しばしあっけにとられていた部員たちだったが、どうせまたオレの気まぐれだとでも思ったのか、
ドリンクを飲んだり、汗を拭いたり、着替えたりと思い思いに動き始めた。
そんな中、三年のスタメンの四人だけはオレの周りに集まってきて
「おまえ、恋がしたいって高野じゃあるまいし」
「それをいうなら永野だろっ。おまえいつも彼女ほしいって言ってるじゃないか!」
「恋っておまえ…恋の相手なら事欠かないだろ、藤真なら」
「藤真、説明してくれ」
永野、高野、一志、花形の順でそれぞれ口を開いた。
「確かにオレはモテる、モテ倒している。今この瞬間にだって彼女ならいくらでも作れるだろう。

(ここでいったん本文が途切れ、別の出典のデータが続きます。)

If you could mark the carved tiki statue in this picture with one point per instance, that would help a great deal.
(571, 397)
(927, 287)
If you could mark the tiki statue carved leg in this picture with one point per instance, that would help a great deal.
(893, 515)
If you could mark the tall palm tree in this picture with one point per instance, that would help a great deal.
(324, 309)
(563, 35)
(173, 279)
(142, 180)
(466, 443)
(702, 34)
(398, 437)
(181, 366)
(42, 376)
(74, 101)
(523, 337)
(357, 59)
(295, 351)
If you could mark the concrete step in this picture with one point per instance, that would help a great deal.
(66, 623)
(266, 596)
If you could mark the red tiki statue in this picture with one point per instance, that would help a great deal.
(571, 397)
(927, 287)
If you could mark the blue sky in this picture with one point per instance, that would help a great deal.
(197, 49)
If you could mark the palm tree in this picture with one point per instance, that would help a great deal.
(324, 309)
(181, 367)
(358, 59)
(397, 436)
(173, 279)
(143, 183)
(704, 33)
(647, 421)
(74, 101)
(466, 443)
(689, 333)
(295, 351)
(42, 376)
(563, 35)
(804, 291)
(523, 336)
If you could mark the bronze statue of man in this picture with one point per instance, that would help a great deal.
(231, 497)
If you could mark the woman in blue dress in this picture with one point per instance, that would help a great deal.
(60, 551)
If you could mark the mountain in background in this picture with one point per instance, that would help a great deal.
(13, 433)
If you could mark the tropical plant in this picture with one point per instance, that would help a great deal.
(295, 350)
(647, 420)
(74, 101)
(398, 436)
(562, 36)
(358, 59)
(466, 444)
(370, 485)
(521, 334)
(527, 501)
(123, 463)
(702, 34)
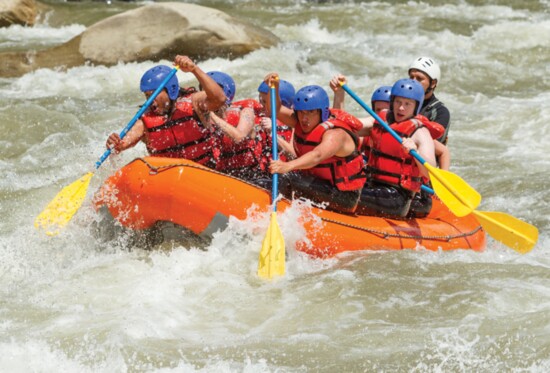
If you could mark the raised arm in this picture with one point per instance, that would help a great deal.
(339, 94)
(214, 96)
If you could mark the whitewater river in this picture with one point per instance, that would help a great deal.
(74, 304)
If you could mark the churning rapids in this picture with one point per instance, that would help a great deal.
(73, 303)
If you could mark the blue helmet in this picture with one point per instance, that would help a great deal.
(286, 92)
(313, 97)
(382, 93)
(226, 82)
(409, 88)
(153, 78)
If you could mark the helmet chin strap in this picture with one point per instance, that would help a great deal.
(430, 89)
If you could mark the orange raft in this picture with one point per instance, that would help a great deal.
(152, 190)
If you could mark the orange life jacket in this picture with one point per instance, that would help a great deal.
(180, 136)
(346, 173)
(388, 162)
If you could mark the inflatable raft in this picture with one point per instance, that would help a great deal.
(152, 190)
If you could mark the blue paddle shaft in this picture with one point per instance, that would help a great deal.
(138, 115)
(414, 153)
(275, 149)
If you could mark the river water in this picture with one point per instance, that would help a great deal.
(72, 303)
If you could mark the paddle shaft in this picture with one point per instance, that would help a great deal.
(275, 149)
(138, 115)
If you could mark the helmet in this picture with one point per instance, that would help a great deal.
(428, 66)
(409, 88)
(381, 94)
(286, 92)
(312, 97)
(153, 78)
(226, 82)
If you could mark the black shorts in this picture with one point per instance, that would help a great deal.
(295, 185)
(378, 199)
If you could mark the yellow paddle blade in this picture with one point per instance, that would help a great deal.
(272, 257)
(62, 208)
(453, 191)
(512, 232)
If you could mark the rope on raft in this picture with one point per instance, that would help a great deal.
(155, 170)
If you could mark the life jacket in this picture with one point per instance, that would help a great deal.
(346, 173)
(263, 137)
(180, 136)
(231, 157)
(388, 162)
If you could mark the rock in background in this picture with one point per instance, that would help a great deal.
(152, 32)
(17, 12)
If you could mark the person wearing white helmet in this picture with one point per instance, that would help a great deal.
(427, 72)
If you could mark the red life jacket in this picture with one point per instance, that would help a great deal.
(388, 162)
(346, 173)
(233, 156)
(180, 136)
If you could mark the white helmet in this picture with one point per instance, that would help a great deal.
(427, 65)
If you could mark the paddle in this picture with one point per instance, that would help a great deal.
(272, 256)
(512, 232)
(65, 204)
(455, 193)
(462, 198)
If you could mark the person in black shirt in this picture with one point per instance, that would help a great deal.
(426, 71)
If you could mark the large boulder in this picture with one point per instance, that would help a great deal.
(152, 32)
(17, 12)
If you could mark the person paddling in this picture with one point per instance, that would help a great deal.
(174, 126)
(427, 72)
(329, 168)
(395, 176)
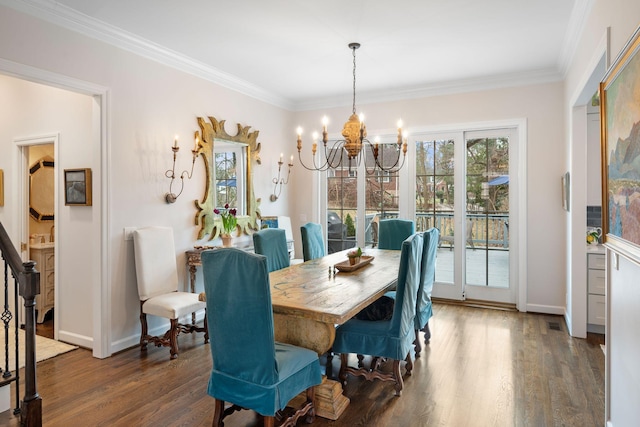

告白してくる子に、いいよって言えばいいだけだから。今まではそうしてきた。でも、恋愛ごっこはもうやめにしたいんだ」
聞いてる四人の顔がだんだん無表情に近づく、オレは構わず続ける。
「欲望のままの恋愛ごっこは終わりにする。これからはオレが惚れた女子と付き合う。バスケが一番に変わりはないけど、どっちが大事?なんて野暮だろ。バスケをしながら、それでも大事にしたいと思える女の子と付き合うんだ。それが、インターハイ県予選で敗退したオレのケジメだ」
オレは言い切った。
本気を伝えるために一人ずつの目を見ていった。
つかの間の沈黙の後、花形が口を開いた。
「藤真、それはごく当たり前のことだと思うぞ」
「欲望のままに女の子と付き合えるヤツなんて、めったにいるもんじゃねーし」
と高野。
「ケジメってソレ…負けたことへのケジメじゃなくて、人として生きる上でまず付けとくべきケジメだろっ」
と永野のヤツ!
「…。それで、その恋のお相手はどこの誰なんだ?」
一志がため息を一つ吐いてから言った。
「まだいない」
「「「「????」」」」
四人は目を丸くしている。
「今、捜索中だ」
「捜索中って…」
「探して見つかるモンなのかよ」
「恋っていうものはだなぁっ、
………ああオレやだ、コイツやだ!!」
「待て。今の話で分かったことがある」
花形が三人を制し、黒縁のメガネを左手の人差し指でクイと上げ、ゆっくりと腕を組んだ。
そして、一呼吸置いて語り始めた。
「藤真はその類い希なる容貌により、恋愛に関してオレ達より数段高いところにいると思われていたが…、否、寧ろその良すぎる見た目のせいで、愛だの恋だのの精神的な面に関して、“こと幼稚”ということだ」
「なんだよ、ソレ」
オレ、めちゃくちゃけなされてないか?!
花形がメガネを光らせ更に続ける。
「要するに、藤真がこれからする恋は、初恋ってことだ」
花形の分析に、オレ以外の三人が一様に頷き納得している様子だ。
「初恋か〜藤真君。オレは幼稚園生の頃にすませたぜっ」
先輩ぶる高野。
「オレ、小学校の低学年のときだな〜。気になって気になってしょうがない子がいてよ〜」
「オレがこれは恋だって自覚したのは、小五のときだったな」
永野と一志がくすぐったそうに話す。
「ともかく、初恋はカルピスの味だそうだから、それが捜索の鍵だ」
休憩時間終了の合図がなった。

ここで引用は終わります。